1992 Hong Kong TV series

Rage and Passion is a Hong Kong wuxia television series loosely adapted from the novels The Legend of the Condor Heroes and The Return of the Condor Heroes by Jin Yong, serving as a backstory for Wang Chongyang, a character who is only mentioned by name in the novels. It was released overseas on 31 October 1992.

== Synopsis ==
The series is set in 12th-century China against the backdrop of the wars between the Jin and Song empires. Tiansheng, who has been groomed to be the next master of the Taoist School, falls in love with Cheng Ruoshi. After Cheng Ruoshi becomes pregnant with Tiansheng's child, they elope and live in an ancient tomb in the Zhongnan Mountains. Upon learning that his treacherous senior Xuansheng is collaborating with Jin forces to steal the highly coveted martial arts manual Jiuyin Zhenjing, Tiansheng works together with the Song general Huo Jingshan to stop them.

Xuansheng leads Jin forces to attack the Zhongnan Mountains and holds Cheng Ruoshi and Tiansheng's newborn son hostage to force Tiansheng to surrender. Both Tiansheng and Cheng Ruoshi perish in the fight; their son is saved by Lin Lingsu and Huang Chang. Lin Lingsu and Huang Chang are later poisoned with aphrodisiac by Xuansheng and end up having sex against their will, deepening their misunderstanding. Xuansheng takes advantage of the chaos to steal half of the Jiuyin Zhenjing. Huang Chang, carrying Tiansheng's son, falls off a cliff.

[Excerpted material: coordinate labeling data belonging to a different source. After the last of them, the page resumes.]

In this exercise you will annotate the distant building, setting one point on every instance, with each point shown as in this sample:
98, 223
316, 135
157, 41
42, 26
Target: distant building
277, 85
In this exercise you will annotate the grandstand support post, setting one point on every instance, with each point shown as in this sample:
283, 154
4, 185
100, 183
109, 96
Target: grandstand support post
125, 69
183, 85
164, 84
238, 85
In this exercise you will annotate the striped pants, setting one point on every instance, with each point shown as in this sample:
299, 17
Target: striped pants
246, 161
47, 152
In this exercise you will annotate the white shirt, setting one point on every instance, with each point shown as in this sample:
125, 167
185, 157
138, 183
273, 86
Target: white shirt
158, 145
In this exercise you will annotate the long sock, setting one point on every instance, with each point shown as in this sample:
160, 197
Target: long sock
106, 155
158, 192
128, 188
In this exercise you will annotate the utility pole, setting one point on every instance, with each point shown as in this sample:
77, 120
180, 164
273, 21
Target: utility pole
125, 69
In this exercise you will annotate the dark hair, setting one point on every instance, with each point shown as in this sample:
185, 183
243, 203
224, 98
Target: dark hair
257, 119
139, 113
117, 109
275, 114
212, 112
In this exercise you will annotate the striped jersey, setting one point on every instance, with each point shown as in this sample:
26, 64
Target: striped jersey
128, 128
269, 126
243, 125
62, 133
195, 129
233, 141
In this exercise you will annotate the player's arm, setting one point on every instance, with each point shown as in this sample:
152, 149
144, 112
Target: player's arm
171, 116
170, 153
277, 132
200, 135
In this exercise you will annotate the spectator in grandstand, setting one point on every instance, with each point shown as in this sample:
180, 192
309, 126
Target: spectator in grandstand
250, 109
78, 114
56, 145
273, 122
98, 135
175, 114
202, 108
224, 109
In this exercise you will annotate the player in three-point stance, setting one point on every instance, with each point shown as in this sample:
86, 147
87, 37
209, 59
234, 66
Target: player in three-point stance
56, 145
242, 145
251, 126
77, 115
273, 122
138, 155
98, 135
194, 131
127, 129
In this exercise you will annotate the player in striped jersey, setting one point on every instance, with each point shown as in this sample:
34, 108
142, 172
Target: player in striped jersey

Tiansheng's son survives and grows up in the wild under the name "Dog". One day, he saves Lin Chaoying from trouble, but she mistakenly thinks that he has bad intentions and wants to kill him. It turns out later that Lin Chaoying is the daughter of Lin Lingsu and Huang Chang, and she has been influenced by her mother to think that Huang Chang is her enemy. Dog meets and befriends Wanyan Feng, a Jin prince, and they become sworn brothers. At Wanyan Feng's suggestion, Dog also renames himself "Wang Chongyang". Later, Wanyan Feng meets and falls in love with Huo Wushuang.

Meanwhile, Xuansheng is plotting with Jin forces to dominate the wulin. When Wang Chongyang learns that Xuansheng is responsible for his parents' deaths, he organises a militia and joins forces with Lin Chaoying to confront Xuansheng and fight the Jin forces.